La plupart des conseils sur le « multicanal » sont de la théorie écrite par des gens qui n'ont jamais fait bannir un numéro. Ici, c'est différent. Voici la version concrète : comment vraiment utiliser l'e-mail et WhatsApp ensemble dans une même campagne sans agacer les gens, sans tomber dans les spams, sans faire effacer votre numéro WhatsApp dès le deuxième jour.

En résumé, avant d'entrer dans le vif : l'e-mail est votre ouverture à froid, WhatsApp votre conclusion à chaud. Inversez l'ordre et vous passerez plus de temps à récupérer des numéros bannis qu'à parler à vos prospects. Construisons une séquence qui respecte les deux canaux et la personne à l'autre bout.

Pourquoi l'e-mail passe devant et WhatsApp suit (et pas l'inverse)

On adore imaginer WhatsApp comme le canal magique : tout le monde le lit, les taux d'ouverture sont énormes, ça fait personnel. Tout est vrai. Et c'est exactement pour ça qu'envoyer des messages WhatsApp à froid depuis un numéro tout neuf est le moyen le plus rapide de se faire couper. WhatsApp est fait pour des conversations entre gens qui se connaissent. Envoyez cinquante messages non sollicités depuis un nouveau numéro en un après-midi et le système vous marque comme spam. On l'a vu : numéro tout frais, prospection à froid, banni avant le déjeuner.

Il y a un second problème auquel personne ne s'attend. La plupart des numéros B2B que vous récupérez ne sont même pas sur WhatsApp. Ce sont des lignes fixes, des accueils, des standards. Vous envoyez un message, il a l'air parti, et il s'évanouit dans le vide. Ou pire : il compte dans votre limite quotidienne sans atteindre personne. Le WhatsApp à froid perd donc deux fois : gros risque de bannissement, faible portée réelle.

L'e-mail n'a pas cette fragilité pour un premier contact. Personne ne bannit votre domaine pour un e-mail poli et pertinent (si vous n'êtes pas imprudent). Il monte en volume. C'est l'endroit naturel pour une présentation à froid à grande échelle. La règle est donc simple :

  • E-mail — l'ouverture à froid. Premier contact avec des gens qui n'ont jamais entendu parler de vous, en volume.
  • WhatsApp — le canal chaud.

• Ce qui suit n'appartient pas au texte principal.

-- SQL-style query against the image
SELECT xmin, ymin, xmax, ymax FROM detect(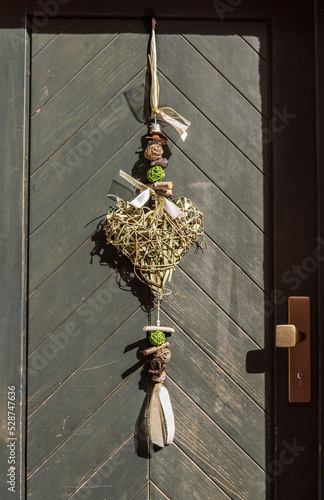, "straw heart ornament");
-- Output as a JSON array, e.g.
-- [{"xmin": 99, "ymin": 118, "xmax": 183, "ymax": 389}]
[{"xmin": 104, "ymin": 18, "xmax": 204, "ymax": 447}]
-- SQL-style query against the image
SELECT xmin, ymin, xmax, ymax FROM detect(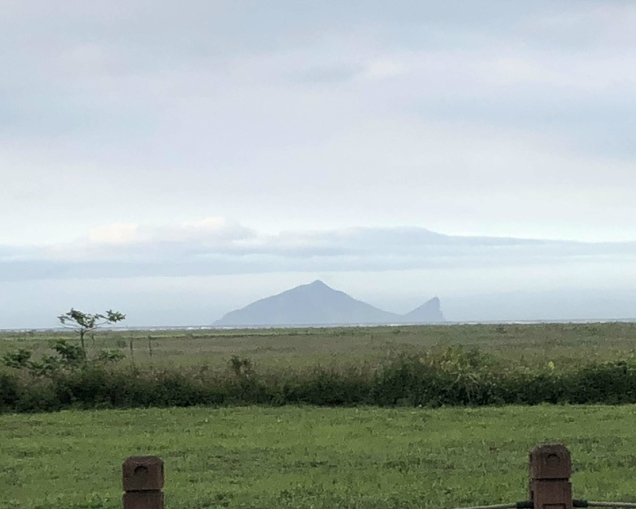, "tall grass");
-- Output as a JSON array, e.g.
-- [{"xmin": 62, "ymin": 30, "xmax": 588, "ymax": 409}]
[{"xmin": 0, "ymin": 347, "xmax": 636, "ymax": 412}]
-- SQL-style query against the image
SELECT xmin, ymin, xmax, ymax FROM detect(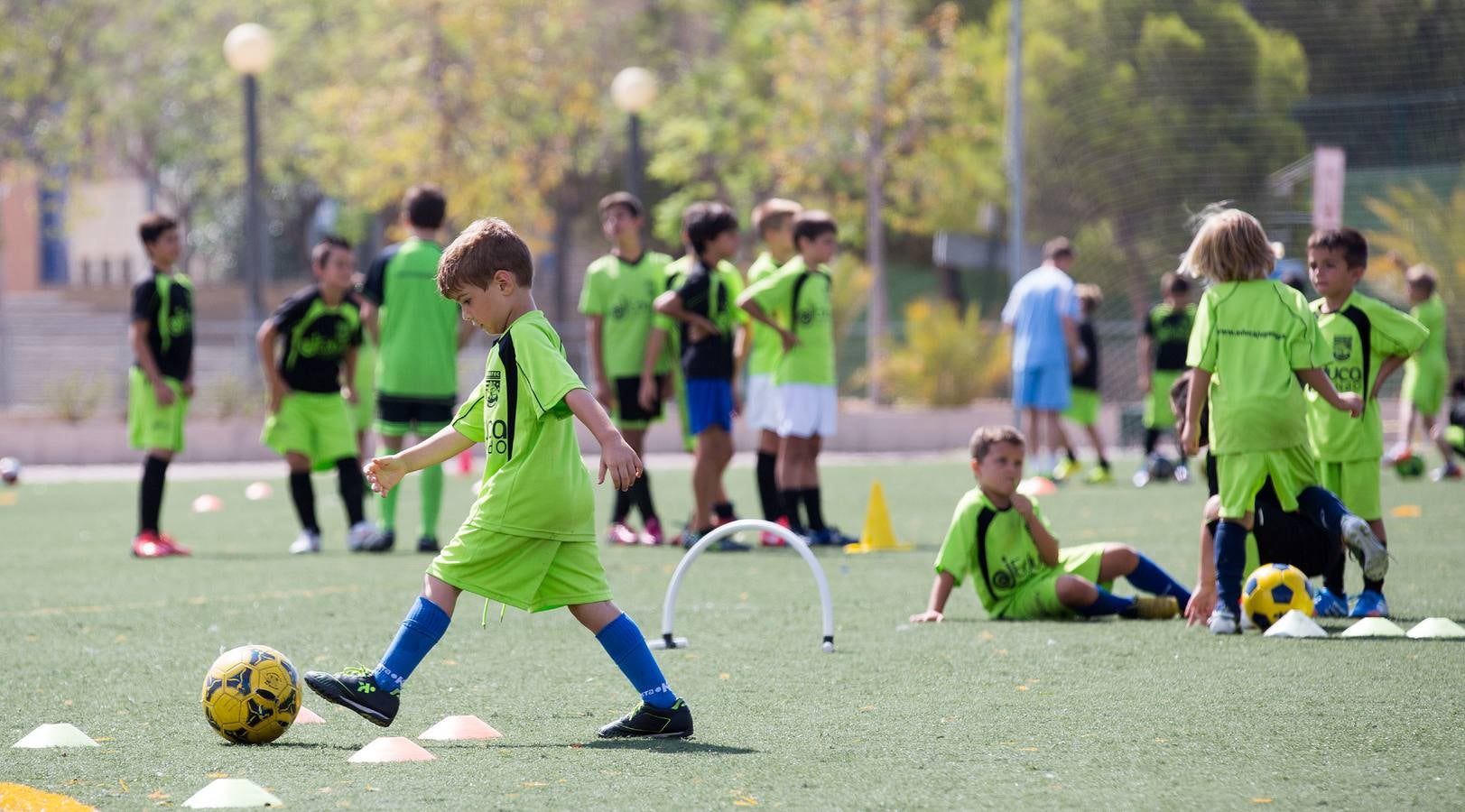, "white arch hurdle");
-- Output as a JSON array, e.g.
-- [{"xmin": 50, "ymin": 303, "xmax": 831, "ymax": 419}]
[{"xmin": 646, "ymin": 520, "xmax": 833, "ymax": 654}]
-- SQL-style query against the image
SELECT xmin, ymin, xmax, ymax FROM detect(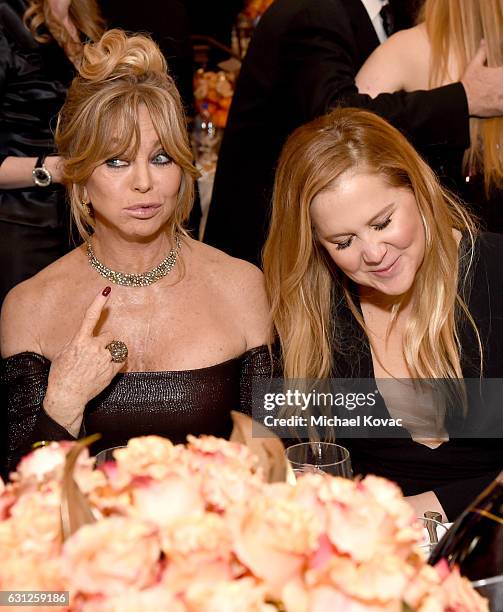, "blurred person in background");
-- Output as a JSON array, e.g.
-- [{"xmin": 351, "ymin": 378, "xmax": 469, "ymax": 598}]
[
  {"xmin": 356, "ymin": 0, "xmax": 503, "ymax": 232},
  {"xmin": 100, "ymin": 0, "xmax": 194, "ymax": 115},
  {"xmin": 204, "ymin": 0, "xmax": 503, "ymax": 263},
  {"xmin": 0, "ymin": 0, "xmax": 104, "ymax": 304}
]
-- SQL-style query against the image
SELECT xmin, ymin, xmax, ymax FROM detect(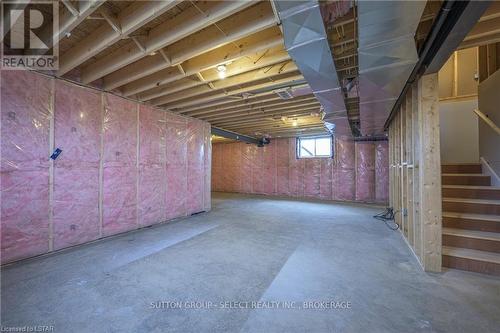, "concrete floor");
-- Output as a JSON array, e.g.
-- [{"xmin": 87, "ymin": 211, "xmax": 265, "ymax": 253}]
[{"xmin": 1, "ymin": 193, "xmax": 500, "ymax": 332}]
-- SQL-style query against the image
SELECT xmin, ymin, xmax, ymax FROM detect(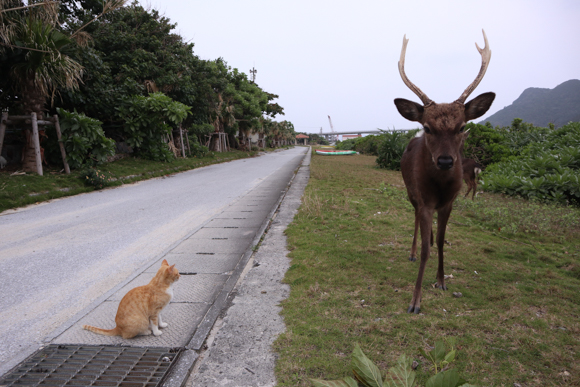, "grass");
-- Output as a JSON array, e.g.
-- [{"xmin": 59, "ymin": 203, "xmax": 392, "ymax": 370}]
[
  {"xmin": 275, "ymin": 155, "xmax": 580, "ymax": 387},
  {"xmin": 0, "ymin": 151, "xmax": 257, "ymax": 212}
]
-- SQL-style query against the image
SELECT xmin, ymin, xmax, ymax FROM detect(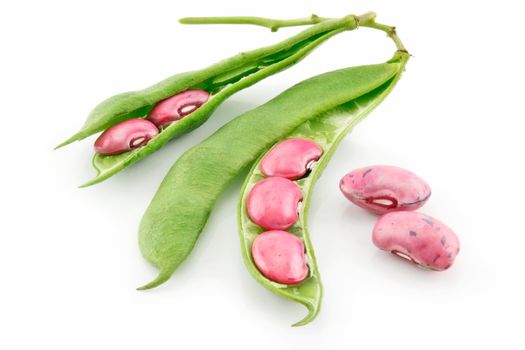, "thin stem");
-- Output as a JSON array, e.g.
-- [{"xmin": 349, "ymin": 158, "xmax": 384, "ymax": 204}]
[
  {"xmin": 179, "ymin": 15, "xmax": 329, "ymax": 32},
  {"xmin": 179, "ymin": 12, "xmax": 408, "ymax": 53},
  {"xmin": 356, "ymin": 12, "xmax": 408, "ymax": 53}
]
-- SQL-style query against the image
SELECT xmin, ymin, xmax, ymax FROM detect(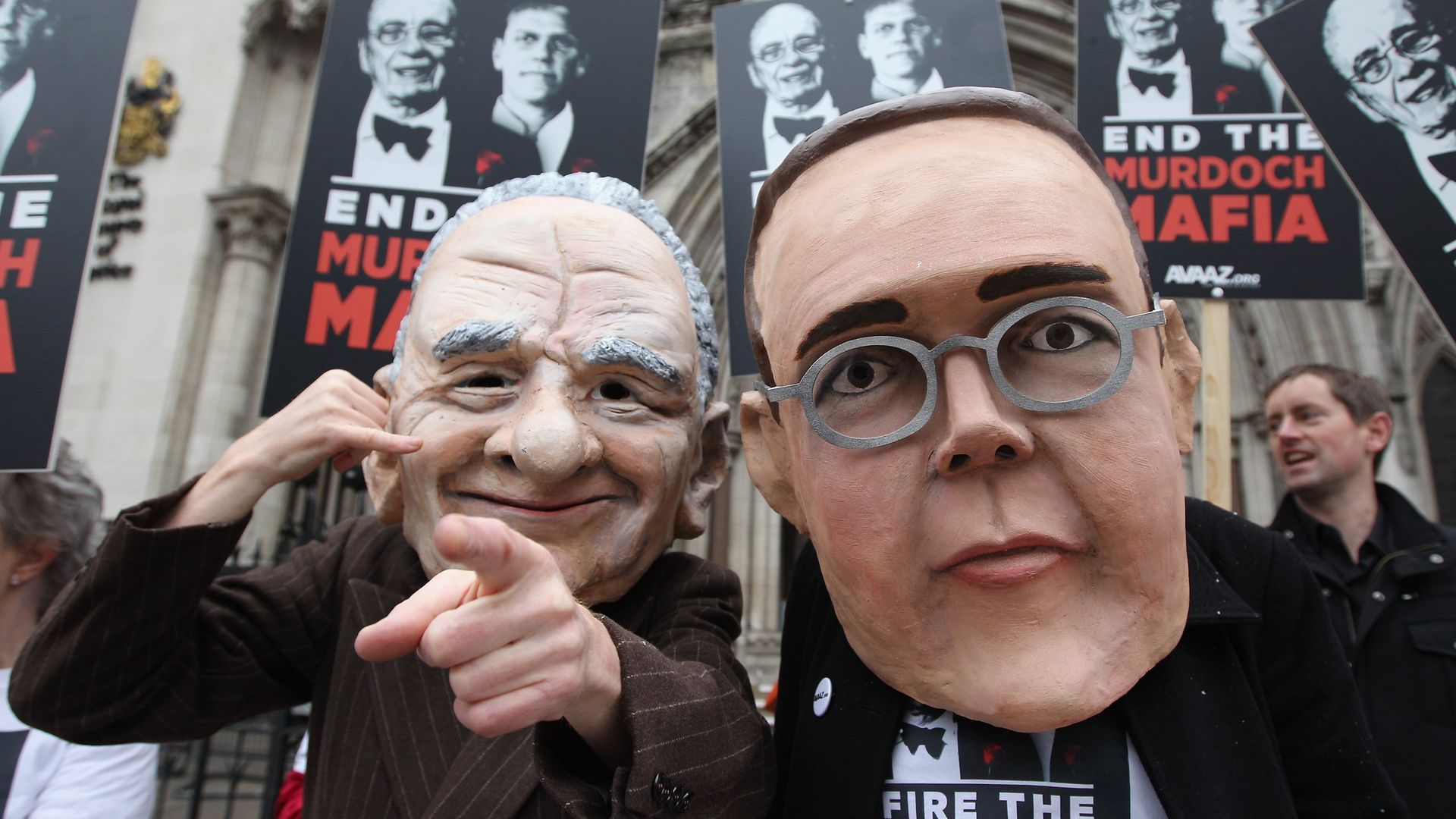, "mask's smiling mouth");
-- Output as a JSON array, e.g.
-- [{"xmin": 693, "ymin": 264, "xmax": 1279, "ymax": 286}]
[
  {"xmin": 1405, "ymin": 68, "xmax": 1450, "ymax": 105},
  {"xmin": 937, "ymin": 535, "xmax": 1087, "ymax": 588},
  {"xmin": 446, "ymin": 491, "xmax": 617, "ymax": 514}
]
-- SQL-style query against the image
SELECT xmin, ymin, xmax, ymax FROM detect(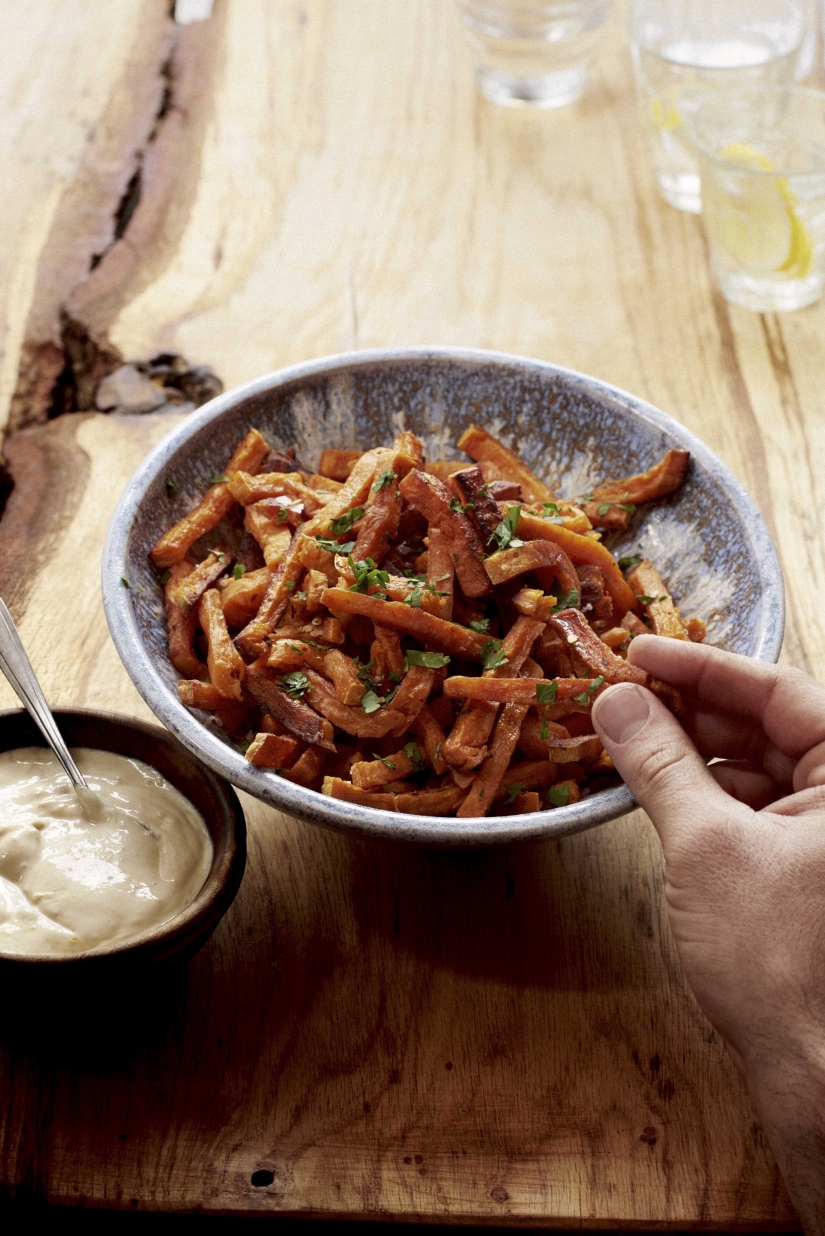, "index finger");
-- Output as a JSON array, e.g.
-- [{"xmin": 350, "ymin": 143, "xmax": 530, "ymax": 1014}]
[{"xmin": 627, "ymin": 635, "xmax": 825, "ymax": 760}]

Réservez-le aux prospects qui ont donné un signal, ou au click-to-chat où ce sont eux qui lancent la conversation.

Cette seule distinction — e-mail à froid, WhatsApp à chaud — représente 80 % du travail bien fait.

Ce qui compte comme « signal » pour basculer quelqu'un vers WhatsApp

Vous n'écrivez pas à quelqu'un sur WhatsApp parce que l'envie vous prend. Vous le faites parce qu'il vous en a donné la permission, implicitement ou explicitement. Un signal, c'est tout ce qui dit « cette personne est engagée ». Par exemple :

  • Elle a répondu à votre e-mail — même un bref « pas maintenant » compte. C'est un humain réel qui prête attention.
  • Elle a cliqué sur un lien de l'e-mail et a atterri sur votre site.
  • Elle a ouvert le même e-mail trois fois en deux jours.
  • Elle a lancé le chat elle-même via un bouton click-to-chat ou un lien WhatsApp placé sur votre site, votre signature ou une pub.
  • Elle vous a donné son numéro directement dans un formulaire ou une réponse.

Le click-to-chat mérite sa propre mention, car c'est le coup WhatsApp le plus sûr qui soit. Au lieu de la contacter à froid, vous placez quelque part un lien « écrivez-nous sur WhatsApp » et laissez les intéressés cliquer. Maintenant, ce sont eux qui ont ouvert le fil. Aucun risque de bannissement, car c'est une conversation entrante, et la portée est réelle, car seuls ceux vraiment sur WhatsApp l'utiliseront. Chaque fois que vous pouvez transformer WhatsApp en canal entrant plutôt que sortant, faites-le.

Un exemple de séquence e-mail + WhatsApp à copier

Voici une séquence concrète pour une petite campagne B2B. Ajustez le rythme à votre niche, mais gardez la forme.

  1. Jour 1 — E-mail n°1 (présentation à froid). Court, précis, une raison claire du contact et une demande douce. Pas de pièces jointes, pas de pavés. C'est là que vous vous présentez à toute la liste.
  2. Jour 3–4 — E-mail n°2 (relance). Uniquement à ceux qui n'ont pas répondu. Une brève relance : nouvel angle, un exemple pertinent ou une seule question. La plupart des réponses viennent de la relance, pas du premier e-mail, alors ne la sautez pas.
  3. Jour 5+ — Bifurquez selon le signal. Vous divisez la liste. Ceux qui ont répondu ou cliqué passent sur la voie chaude. Les autres reçoivent un dernier e-mail ou se mettent en veille.
  4. Voie chaude — WhatsApp. Aux prospects engagés ayant un vrai numéro WhatsApp, envoyez un message personnel et conversationnel qui renvoie à l'e-mail précédent. Pas de diffusion. Un message qu'un humain enverrait vraiment : « Salut — je vous avais écrit par e-mail la semaine dernière au sujet de X, je me suis dit que ce serait plus simple ici. On en parle vite fait ? »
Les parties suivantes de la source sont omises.